De Roanne à Saint-Étienne, Audrey Chaumette a traversé bien plus que les quelques dizaines de kilomètres qui séparent les deux villes. Meilleure buteuse stéphanoise cette saison (6 buts), elle a aussi traversé quelques épreuves avant de se faire sa place de titulaire en D1 avec l’ASSE. Passée par les sélections jeune U17/U19, ou encore en équipe de France B et Universitaire, c'est une joueuse à l’aise aussi bien sur le terrain, qu’en dehors à tout juste 20ans. Une joueuse à découvrir.

 

Alors avant tout j'aimerai revenir sur votre exploit de Coupe de France contre Montpellier ? Il est magnifique votre but, vous avez regardé le match du Barça avant ou vous l'aviez travaillé cet enchaînement ?
Audrey Chaumette : Tout d'abord dans le contexte on sortait d'un match très compliqué face à Albi. Avec une défaite qui nous a fait très mal mentalement. Donc le discours du coach et du vestiaire a été de vite se remobiliser après cette désillusion et surtout de ne pas rentrer dans une spirale négative et rebondir. A partir de là on s'est remobilisées pour essayer de faire quelque chose. Après on savait pertinemment que ça allait être très compliqué, mais on voulait jouer avec nos forces et retrouver ce qui fait de nous une bonne équipe depuis le début du championnat. Après la particularité je dirais de Saint-Etienne, c'est qu'on est une équipe qui aime bien jouer en Coupe, qui a pu avoir un beau parcours par le passé donc c'est quelque chose qu'on voulait réitérer parce que la plupart du groupe a déjà pu connaître de belles choses avec la Coupe donc on voulait pas s'arrêter là [au quart] et ça a été une motivation supplémentaire je pense. Après on a fait un match très solide avec beaucoup de détermination et je pense que c'est ce qui a fait la différence.
(rires) Non même pas (rires) Oui la priorité c'était dès la perte de balle de presser très fort et très haut pour récupérer le ballon le plus vite possible et le plus proche de la cage adverse. Et derrière on essaye de sortir de la densité et de se projeter dans l'axe de Montpellier qui était selon notre staff le point le plus faible de l'équipe. Donc on a essayé d'exploiter ça et ça a marché, tant mieux.

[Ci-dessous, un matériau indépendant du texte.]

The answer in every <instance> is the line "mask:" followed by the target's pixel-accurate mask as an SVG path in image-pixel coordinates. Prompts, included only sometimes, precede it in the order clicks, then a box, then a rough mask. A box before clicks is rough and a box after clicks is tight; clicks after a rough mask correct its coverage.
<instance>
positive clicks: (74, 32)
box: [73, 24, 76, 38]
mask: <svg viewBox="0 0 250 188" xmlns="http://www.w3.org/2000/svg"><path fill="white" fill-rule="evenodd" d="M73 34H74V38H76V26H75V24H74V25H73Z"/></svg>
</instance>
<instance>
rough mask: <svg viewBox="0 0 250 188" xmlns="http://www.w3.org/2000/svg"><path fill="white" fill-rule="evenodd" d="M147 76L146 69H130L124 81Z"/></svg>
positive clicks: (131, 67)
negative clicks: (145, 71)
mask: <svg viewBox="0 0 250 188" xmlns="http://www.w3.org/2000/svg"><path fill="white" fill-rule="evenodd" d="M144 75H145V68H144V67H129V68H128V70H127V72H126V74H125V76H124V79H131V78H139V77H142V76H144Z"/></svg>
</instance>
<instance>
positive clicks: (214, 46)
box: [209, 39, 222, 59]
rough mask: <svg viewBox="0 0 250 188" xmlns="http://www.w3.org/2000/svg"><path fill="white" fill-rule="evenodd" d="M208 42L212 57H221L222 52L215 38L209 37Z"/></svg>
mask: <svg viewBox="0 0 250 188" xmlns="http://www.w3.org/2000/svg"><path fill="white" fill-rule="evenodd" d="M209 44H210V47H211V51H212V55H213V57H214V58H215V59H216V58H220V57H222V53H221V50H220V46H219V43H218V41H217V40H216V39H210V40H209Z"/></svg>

Quand tu disais que le club avait déjà fait de beau parcours en Coupe, tu parlais sans doute de 2013, où vous aviez affronté le PSG, qui vous avez réussi à passer (2-0), puisque tu marques (second but de Candice Gherbi) et vous accédez à la finale contre l'OL. Là vous allez répéter ça cette année, comment ça s’annonce ?
A.C. - Oui notamment. Bah déjà rien que personnellement ça a été le moment pour l'instant, le plus fort dans ma carrière donc oui forcément on a envie de revivre ça le plus souvent possible.
Oui après y'a eu une évolution des deux équipes, notamment du côté du PSG qui a énormément grandi depuis donc c'est une nouvelle dimension. Ça va être totalement différent parce que c'est pas du tout la même adversité en face (essoufflement) et voilà ça sera un tout autre match [contre le PSG] mais c'est vrai qu'on garde en tête cet exploit qu'on a pu réaliser.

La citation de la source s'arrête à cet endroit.